In the broader markets, the BSE MidCap index dipped 0.1 per cent, while the BSE SmallCap index declined 0.01 per cent.


Sectorally, financials, largely banks, and metals bounced back, with the Nifty Metal and the Nifty Bank indices rising over 1 per cent each.


In the previous session on Tuesday, the Sensex surged 455 points (0.76 per cent) to close at a five-month high of 60,571, while the broader Nifty climbed 133 points or (0.75 per cent) to settle at 18,070. Previously, the Nifty had closed above the 18,000-mark on April 4 this year.


Global stock markets also declined following overnight losses at Wall Street as higher-than-expected inflation fanned rate hike fears.
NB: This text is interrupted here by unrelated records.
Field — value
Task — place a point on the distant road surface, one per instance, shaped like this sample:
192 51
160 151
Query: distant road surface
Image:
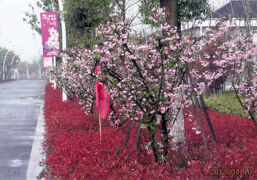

European benchmarks were marginally lower while Asian markets witnessed steeper losses.


With the higher than expected inflation reported in the US in August, there are concerns that the US Federal Reserve is likely to go for another aggressive rate hikes, pushing global markets into the red. The US inflation slowed only to 8.3 per cent in August, instead of the 8.1 per cent economists expected.


Meanwhile, Germany's DAX lost 0.2 per cent and France's CAC 40 gave up 0.3 per cent while the UK's FTSE 10 shed 0.7 per cent. Tokyo's benchmark Nikkei 225 lost 2.8 per cent, Hong Kong's Hang Seng index fell 2.3 per cent, and the Shanghai Composite index declined 0.8 per cent.


Foreign institutional investors pumped in Rs 1,956.98 crore into domestic equities on Tuesday, as per data available with the BSE.